The cost difference is material. CoDA-Bench shows Codex CLI spending $1.39 per data task versus Claude Code’s $0.11 1. Profile-aware routing — using gpt-5.4-mini for code fixes and reserving gpt-5.5 with high reasoning effort for data tasks — can reduce aggregate spend substantially.

The Signal-to-Noise Problem

The paper’s most actionable finding is that semantic noise, not volume, drives discovery failure 1. A directory with 980 files is manageable if the relevant ones have distinctive names.

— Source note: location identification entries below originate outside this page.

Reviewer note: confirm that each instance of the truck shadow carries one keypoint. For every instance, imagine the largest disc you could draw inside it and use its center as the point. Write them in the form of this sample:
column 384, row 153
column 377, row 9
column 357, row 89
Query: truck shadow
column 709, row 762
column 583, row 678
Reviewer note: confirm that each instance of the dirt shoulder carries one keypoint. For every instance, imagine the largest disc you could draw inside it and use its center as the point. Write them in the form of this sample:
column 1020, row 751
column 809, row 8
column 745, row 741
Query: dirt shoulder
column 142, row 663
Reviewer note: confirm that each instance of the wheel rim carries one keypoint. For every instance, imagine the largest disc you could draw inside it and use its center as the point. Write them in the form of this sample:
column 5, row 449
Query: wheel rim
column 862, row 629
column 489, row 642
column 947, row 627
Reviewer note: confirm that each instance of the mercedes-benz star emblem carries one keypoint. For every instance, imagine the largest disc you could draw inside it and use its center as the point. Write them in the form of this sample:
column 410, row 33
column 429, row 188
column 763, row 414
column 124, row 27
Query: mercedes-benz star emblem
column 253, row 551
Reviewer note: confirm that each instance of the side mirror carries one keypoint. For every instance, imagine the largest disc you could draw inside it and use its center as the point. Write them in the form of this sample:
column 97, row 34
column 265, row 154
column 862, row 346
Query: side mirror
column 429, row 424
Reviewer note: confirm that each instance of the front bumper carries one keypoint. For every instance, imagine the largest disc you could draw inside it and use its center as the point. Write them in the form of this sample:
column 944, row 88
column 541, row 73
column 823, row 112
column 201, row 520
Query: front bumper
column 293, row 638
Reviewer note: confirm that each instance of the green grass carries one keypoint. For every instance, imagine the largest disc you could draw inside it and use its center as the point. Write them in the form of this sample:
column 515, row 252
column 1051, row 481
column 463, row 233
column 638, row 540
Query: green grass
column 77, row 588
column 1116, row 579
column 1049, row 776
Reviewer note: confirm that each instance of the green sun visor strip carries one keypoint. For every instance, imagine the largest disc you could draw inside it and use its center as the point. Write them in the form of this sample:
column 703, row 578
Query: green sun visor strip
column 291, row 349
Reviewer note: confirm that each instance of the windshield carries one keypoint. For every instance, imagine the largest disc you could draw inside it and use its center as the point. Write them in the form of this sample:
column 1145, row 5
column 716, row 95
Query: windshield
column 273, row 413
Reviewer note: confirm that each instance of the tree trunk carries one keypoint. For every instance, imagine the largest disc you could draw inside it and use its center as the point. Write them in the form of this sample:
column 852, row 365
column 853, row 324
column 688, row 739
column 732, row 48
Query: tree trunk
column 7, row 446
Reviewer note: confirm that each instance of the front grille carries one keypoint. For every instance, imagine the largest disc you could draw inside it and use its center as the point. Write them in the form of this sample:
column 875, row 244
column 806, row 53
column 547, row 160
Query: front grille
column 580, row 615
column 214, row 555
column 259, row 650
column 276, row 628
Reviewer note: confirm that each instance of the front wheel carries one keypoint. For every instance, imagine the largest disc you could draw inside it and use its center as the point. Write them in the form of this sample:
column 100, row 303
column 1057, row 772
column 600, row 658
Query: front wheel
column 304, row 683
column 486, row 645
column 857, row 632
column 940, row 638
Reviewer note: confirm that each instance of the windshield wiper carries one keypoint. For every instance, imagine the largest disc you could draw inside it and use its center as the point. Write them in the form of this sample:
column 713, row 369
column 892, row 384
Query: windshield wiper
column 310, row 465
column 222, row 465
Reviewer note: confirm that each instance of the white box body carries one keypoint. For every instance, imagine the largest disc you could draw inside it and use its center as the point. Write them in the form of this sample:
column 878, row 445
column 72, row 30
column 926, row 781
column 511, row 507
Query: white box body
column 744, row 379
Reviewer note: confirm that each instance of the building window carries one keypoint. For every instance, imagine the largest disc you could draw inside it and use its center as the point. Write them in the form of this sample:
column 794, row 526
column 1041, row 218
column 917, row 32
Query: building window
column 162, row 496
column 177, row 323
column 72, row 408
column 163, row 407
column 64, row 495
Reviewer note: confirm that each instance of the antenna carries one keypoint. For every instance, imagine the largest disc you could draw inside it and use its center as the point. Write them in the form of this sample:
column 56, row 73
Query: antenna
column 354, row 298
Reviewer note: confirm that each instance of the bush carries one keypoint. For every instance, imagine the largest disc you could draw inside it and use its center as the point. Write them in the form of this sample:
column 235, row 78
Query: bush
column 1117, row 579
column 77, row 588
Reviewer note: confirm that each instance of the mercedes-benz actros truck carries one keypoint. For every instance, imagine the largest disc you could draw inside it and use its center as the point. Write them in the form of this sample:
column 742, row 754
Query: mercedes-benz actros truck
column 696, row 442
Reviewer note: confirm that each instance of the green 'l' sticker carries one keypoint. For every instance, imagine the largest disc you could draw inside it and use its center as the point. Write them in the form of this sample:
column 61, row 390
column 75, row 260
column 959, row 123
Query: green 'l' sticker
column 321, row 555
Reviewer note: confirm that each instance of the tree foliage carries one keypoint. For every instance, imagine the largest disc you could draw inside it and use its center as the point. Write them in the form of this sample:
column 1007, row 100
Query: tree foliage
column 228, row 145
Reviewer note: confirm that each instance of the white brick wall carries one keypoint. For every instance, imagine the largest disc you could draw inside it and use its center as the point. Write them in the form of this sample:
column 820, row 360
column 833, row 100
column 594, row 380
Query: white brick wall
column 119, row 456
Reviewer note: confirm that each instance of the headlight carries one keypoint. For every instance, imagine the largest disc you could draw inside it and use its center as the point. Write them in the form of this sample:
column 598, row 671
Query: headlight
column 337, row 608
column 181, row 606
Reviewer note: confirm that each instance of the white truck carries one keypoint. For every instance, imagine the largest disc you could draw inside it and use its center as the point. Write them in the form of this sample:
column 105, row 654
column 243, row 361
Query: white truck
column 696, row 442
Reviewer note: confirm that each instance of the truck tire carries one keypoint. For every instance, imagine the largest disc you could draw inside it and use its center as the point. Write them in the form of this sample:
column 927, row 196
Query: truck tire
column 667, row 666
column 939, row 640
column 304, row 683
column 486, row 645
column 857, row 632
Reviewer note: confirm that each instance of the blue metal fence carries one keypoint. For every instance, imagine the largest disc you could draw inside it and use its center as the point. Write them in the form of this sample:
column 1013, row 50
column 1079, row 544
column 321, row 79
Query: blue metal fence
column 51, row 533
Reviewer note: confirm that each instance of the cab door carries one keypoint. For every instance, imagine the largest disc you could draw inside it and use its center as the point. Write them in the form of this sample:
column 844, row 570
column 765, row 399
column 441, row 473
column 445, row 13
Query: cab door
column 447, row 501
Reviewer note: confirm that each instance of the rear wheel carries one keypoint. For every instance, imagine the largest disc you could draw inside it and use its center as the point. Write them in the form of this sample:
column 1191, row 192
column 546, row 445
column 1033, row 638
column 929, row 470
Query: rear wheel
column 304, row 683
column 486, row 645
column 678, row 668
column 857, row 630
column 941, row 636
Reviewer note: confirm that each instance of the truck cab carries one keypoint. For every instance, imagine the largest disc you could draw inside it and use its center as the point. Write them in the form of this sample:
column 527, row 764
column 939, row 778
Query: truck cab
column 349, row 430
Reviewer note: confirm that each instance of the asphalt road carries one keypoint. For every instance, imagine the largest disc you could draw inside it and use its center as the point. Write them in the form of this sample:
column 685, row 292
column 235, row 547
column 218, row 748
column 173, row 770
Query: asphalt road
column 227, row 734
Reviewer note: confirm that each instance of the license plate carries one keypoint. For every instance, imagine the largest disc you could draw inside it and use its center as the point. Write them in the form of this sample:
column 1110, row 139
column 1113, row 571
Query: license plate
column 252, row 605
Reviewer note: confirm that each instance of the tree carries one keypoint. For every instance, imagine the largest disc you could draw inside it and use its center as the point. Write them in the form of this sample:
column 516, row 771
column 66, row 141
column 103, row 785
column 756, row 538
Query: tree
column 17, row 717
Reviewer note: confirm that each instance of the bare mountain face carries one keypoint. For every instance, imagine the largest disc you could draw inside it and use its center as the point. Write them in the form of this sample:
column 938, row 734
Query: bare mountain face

It becomes hostile when dozens of files share similar prefixes, column structures, or domain terminology.

This has a direct Codex CLI implication: curate your data directories. Move working datasets into a clearly named subdirectory (/data/active/ vs /data/archive/). Use README files in data directories that describe what each file contains. The agent reads these — and CoDA-Bench shows it needs the help.

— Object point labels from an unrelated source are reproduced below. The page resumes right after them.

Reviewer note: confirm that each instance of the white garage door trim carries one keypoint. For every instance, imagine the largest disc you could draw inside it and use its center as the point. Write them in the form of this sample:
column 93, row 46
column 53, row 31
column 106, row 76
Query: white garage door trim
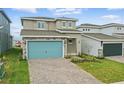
column 41, row 41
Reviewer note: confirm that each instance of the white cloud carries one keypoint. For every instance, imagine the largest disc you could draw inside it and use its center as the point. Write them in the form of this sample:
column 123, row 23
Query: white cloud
column 111, row 18
column 29, row 10
column 115, row 9
column 64, row 11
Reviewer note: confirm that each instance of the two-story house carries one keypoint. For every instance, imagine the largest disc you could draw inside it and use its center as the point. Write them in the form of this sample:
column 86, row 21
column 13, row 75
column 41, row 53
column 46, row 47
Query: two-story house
column 5, row 37
column 109, row 29
column 45, row 37
column 102, row 40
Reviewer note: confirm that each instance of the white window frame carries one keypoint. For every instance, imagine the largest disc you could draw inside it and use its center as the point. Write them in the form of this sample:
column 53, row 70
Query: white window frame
column 41, row 25
column 70, row 26
column 63, row 25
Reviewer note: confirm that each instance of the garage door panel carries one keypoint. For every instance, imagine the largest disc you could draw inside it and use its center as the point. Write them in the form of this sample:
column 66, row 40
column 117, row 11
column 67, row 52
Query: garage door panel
column 112, row 49
column 45, row 49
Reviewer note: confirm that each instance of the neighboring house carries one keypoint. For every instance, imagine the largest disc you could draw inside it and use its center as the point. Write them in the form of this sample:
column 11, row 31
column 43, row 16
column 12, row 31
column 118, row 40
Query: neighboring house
column 109, row 29
column 100, row 45
column 5, row 37
column 45, row 37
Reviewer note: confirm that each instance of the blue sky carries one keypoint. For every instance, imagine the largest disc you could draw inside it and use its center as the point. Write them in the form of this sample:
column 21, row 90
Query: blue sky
column 84, row 15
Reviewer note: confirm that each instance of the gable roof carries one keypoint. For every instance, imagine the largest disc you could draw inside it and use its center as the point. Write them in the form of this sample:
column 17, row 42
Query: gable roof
column 102, row 37
column 48, row 18
column 38, row 33
column 1, row 11
column 100, row 26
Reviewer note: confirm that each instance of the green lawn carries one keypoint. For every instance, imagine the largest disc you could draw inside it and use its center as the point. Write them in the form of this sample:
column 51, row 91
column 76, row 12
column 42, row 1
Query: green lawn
column 105, row 70
column 16, row 71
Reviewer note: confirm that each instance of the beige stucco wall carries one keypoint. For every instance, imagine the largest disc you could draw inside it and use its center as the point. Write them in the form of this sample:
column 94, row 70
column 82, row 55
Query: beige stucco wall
column 59, row 24
column 30, row 24
column 78, row 42
column 51, row 25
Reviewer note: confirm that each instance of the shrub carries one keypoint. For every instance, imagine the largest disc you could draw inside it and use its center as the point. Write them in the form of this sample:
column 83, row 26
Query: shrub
column 68, row 57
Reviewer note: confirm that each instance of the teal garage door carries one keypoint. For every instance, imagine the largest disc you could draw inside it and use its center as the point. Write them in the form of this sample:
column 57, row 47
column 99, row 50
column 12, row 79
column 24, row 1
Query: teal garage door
column 45, row 49
column 112, row 49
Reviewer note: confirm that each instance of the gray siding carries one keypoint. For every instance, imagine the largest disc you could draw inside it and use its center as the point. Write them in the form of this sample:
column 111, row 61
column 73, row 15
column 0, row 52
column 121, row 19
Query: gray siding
column 5, row 38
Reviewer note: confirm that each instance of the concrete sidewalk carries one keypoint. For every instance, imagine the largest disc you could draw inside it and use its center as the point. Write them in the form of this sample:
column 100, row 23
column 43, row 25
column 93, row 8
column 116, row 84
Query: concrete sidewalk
column 58, row 71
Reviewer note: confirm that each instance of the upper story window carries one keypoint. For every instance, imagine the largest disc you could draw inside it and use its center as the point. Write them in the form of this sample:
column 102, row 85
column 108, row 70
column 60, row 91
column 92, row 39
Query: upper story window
column 118, row 28
column 70, row 24
column 86, row 29
column 40, row 25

<!-- /data/active/README.md -->
## Active Datasets

| File | Description | Updated |
|------|-------------|---------|
| customers_q2_2026.parquet | Q2 customer records with churn labels | 2026-06-15 |
| transactions_q2_2026.csv | Raw transaction log, pipe-delimited | 2026-06-14 |
| features_engineered.parquet | Pre-computed feature matrix | 2026-06-16 |

Limitations and Open Questions

CoDA-Bench uses Kaggle datasets, which tend toward tabular data and standard formats. Real enterprise data environments include proprietary binary formats, databases behind authentication walls, and streaming data — none of which the benchmark captures. The 61.1% ceiling may be optimistic for production data engineering work.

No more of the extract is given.